Brown County's Commissioner's Court on June 24 approved an agreement permitting the City of Early to use the county's emergency communication platform and share annual contract costs.
County staff described the agreement as giving Early access to one-sixth of the county's message allocation (25,000 messages) and said the city will pay one-sixth of the annual contract cost, which the presenter calculated at $2,124 per year. "We can dedicate a sixth of the messages for their use which comes to 25,000 messages and they will pay a sixth of the total contract which comes out to $2,124 a year," the presenter said.
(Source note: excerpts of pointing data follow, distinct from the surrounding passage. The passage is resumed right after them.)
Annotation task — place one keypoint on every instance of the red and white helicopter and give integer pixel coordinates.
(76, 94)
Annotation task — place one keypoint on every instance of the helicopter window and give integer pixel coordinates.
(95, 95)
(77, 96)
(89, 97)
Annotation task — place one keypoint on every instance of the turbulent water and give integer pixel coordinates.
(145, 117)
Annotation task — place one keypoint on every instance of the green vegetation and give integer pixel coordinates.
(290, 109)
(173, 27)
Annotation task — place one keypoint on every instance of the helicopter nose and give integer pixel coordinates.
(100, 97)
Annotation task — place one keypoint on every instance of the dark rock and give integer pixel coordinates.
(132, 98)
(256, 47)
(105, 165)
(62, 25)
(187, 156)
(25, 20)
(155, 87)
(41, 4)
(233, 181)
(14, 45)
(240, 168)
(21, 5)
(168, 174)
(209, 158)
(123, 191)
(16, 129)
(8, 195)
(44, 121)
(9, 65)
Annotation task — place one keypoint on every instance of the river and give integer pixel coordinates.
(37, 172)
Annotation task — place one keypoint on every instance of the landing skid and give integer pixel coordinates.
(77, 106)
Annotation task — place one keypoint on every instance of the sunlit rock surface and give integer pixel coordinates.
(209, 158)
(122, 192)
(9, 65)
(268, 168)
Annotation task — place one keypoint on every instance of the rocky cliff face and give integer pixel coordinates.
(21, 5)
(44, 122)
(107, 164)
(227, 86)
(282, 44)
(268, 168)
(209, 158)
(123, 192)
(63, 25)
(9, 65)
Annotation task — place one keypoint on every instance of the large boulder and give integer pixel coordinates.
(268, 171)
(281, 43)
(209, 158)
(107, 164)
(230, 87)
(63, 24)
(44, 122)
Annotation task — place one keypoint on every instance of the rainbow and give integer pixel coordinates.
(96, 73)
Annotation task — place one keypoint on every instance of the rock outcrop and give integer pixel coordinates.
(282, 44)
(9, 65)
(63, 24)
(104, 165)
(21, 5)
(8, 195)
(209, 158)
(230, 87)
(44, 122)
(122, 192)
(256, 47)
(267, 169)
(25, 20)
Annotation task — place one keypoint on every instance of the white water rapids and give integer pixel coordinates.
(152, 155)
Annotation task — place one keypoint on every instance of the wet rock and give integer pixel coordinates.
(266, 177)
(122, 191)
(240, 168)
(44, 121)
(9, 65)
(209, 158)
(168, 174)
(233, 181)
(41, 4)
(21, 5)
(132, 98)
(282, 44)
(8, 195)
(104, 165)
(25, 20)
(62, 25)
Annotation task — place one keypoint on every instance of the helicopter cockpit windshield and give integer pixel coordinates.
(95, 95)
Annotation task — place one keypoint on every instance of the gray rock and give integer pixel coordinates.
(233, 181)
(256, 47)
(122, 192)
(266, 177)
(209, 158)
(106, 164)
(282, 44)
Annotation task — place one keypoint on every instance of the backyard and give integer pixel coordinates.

Staff said the county will invoice Early each January and the county's contract with the vendor is paid annually in March. The presenters explained how overage charges will be handled: each entity will be responsible for any additional message purchases if it causes the overage. The platform messages will be tagged to make clear when a message originates with the city versus the county.
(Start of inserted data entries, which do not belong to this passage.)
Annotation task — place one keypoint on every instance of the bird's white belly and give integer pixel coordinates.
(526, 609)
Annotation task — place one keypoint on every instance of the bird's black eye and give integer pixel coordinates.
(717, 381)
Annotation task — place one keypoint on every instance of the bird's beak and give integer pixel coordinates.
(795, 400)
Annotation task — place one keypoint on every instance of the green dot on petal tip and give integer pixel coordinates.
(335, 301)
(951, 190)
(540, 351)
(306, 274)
Commissioner Reed moved the motion to approve the agreement and Commissioner Helton seconded; the court voted in favor.
The agreement is expected to reduce duplicative platform purchases for the city and provide a way to coordinate emergency and routine messaging, while preserving clear tracking and billing for message overages. Implementation steps include final execution by the county judge and invoicing the City of Early for its annual share.
Clarifying details: city receives 25,000 messages (one-sixth), county retains remaining capacity (125,000 messages, per presentation), city pays $2,124 annually, invoiced in January with county paying vendor in March; overage purchases charged to the entity that triggered them.